India has signed an amorphous deal and secured access to the key Port of Duqm in Oman for military use and logistical support. The Port of Duqm is situated on the southeastern seaboard of Oman, overlooking the Arabian Sea and the Indian Ocean.
Misreported as "strategic" ‘game-changer’:
- Since India has no foreseeable plan or strategy, and is not backed up by a booming economy, this port-pact ‘game-changes’ nothing, adds no ‘strategic’ anything to anyone in the foreseeable future.
- This is not the first overseas stationing pact that India has signed, all of which with the benefit of hindsight were ill-conceived, based on both wishful thinking and an overestimation of our capabilities and clout.

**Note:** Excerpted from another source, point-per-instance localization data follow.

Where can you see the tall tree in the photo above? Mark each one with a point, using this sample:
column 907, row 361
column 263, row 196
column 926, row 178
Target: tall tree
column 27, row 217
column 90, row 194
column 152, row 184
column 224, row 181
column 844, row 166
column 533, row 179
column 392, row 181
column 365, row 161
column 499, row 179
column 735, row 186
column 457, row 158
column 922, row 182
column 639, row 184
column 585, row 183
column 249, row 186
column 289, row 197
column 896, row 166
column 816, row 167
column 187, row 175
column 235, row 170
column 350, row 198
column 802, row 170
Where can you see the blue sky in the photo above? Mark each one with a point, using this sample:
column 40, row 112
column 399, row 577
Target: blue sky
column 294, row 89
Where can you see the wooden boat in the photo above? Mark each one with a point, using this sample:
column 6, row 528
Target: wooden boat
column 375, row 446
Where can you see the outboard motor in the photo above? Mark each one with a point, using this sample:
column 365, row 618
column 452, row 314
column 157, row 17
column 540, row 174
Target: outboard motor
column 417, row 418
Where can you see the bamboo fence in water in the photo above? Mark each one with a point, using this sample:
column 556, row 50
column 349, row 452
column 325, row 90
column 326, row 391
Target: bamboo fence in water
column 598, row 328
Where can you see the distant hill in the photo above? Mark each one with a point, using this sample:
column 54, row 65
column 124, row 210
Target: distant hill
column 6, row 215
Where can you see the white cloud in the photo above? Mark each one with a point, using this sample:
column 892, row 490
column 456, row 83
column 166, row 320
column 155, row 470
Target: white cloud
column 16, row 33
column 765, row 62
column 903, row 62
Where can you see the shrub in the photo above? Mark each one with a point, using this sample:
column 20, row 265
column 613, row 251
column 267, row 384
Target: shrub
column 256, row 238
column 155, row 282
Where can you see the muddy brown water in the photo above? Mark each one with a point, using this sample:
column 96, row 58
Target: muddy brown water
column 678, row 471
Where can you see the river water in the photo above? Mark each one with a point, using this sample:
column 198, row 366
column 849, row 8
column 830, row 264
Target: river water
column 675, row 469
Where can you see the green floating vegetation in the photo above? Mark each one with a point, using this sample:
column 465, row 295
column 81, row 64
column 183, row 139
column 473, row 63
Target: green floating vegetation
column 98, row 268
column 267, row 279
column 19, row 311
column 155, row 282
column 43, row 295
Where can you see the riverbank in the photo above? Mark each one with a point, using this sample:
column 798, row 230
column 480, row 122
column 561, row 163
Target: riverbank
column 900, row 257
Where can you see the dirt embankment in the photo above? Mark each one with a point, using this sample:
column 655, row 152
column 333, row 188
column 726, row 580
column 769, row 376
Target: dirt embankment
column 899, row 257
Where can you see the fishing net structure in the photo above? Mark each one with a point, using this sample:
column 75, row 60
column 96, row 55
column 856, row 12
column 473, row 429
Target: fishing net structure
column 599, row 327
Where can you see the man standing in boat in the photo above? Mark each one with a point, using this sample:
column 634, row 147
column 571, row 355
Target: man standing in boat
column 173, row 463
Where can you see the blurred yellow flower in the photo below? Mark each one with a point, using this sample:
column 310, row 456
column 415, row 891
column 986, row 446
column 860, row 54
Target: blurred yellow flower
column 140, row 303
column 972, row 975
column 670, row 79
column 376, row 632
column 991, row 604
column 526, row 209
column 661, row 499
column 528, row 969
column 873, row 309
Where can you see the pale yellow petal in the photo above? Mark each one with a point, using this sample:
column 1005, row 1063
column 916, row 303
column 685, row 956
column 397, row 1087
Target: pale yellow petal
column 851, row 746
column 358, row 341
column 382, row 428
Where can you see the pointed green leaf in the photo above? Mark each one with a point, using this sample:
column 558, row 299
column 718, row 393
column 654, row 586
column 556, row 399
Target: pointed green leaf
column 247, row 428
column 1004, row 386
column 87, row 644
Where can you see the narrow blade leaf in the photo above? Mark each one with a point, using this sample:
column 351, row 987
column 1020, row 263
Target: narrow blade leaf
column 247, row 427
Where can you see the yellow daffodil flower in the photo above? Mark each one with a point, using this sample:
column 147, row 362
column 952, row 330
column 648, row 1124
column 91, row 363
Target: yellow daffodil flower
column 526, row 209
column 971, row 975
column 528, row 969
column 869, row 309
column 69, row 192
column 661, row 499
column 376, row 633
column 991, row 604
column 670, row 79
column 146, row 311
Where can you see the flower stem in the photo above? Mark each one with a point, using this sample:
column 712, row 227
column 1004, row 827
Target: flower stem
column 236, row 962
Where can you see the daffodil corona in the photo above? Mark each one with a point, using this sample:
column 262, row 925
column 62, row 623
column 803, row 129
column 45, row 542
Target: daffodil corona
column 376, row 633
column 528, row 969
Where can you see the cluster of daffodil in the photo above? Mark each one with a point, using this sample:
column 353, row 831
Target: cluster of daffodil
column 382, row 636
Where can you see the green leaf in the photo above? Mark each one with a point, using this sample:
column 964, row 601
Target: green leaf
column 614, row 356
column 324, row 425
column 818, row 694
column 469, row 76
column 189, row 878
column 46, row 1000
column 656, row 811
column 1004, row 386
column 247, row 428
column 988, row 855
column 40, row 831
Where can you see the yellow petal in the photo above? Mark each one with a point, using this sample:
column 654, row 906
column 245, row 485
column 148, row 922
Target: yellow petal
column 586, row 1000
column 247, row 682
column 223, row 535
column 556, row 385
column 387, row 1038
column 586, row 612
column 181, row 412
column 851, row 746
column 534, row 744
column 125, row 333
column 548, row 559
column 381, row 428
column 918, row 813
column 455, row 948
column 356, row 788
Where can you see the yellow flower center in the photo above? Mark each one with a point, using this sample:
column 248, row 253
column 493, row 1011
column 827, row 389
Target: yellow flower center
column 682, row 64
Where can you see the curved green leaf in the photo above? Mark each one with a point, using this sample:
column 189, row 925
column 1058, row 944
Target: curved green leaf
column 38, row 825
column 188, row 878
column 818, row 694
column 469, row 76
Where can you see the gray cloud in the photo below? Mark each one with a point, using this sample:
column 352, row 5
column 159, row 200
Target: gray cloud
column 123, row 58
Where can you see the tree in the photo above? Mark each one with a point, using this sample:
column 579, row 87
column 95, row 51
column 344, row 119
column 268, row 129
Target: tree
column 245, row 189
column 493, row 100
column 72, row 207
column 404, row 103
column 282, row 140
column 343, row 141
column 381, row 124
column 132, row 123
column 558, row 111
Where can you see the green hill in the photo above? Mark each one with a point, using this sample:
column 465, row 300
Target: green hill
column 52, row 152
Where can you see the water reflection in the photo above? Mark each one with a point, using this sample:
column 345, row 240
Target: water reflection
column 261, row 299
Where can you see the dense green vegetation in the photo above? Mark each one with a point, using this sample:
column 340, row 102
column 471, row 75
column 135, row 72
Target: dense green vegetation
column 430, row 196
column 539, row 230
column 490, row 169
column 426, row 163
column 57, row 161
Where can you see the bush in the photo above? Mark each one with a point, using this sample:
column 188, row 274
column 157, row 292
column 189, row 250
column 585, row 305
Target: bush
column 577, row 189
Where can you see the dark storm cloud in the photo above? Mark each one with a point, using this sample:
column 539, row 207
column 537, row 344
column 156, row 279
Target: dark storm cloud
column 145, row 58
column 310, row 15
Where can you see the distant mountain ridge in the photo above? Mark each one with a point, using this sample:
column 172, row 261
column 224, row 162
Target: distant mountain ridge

- First off the mark were India's bases at Ayni and Farkhor in Tajikistan. One was used to supply our friends and allies in Afghanistan and the other ostensibly to station Mig-29 combat aircraft, to create a second front against Pakistan or provide air cover to Afghanistan.
- Tajikistan, being a landlocked country, supply routes to it dependent on either Chinese or Iranian cooperation. It was to cement the overland route that India started its plans at Chahbahar.
- Chahbahar was meant to represent an intersection of many plans, including energy security and supplying Afghanistan, hopefully providing a neutral conduit for US supplies if and when the Iran-US rapprochement happened.
Need a better Planning:
- To date, Chahbahar has yet to be properly connected up to the Delaram-Zaranj highway with a patchy road network running north from Chahbahar to Iranshahr, Zahedan and Zabol, from where the Iranian A71 highway ends abruptly as the Indian-built highway on the other side is something of a dirt track.
- From this point on, one basically enters Taliban territory, the Indian-built road being a great gift for Taliban logistics and fundraising by extorting taxes on traffic.
- If the Chahbahar-Delaram-Zaranj-Ayni-Farokhor chain was a case of bad planning, with wishful thinking replacing astute analysis, geography and spadework, Qatar and Duqm represent no planning at all, with presumably much money sunk into academic conferences to confer post-facto strategic foresight on them.
- If it is possible to use such a port without absolute extraterritoriality as the US enjoys in Qatar, Okinawa and Diego Garcia, then this is an asset; otherwise not.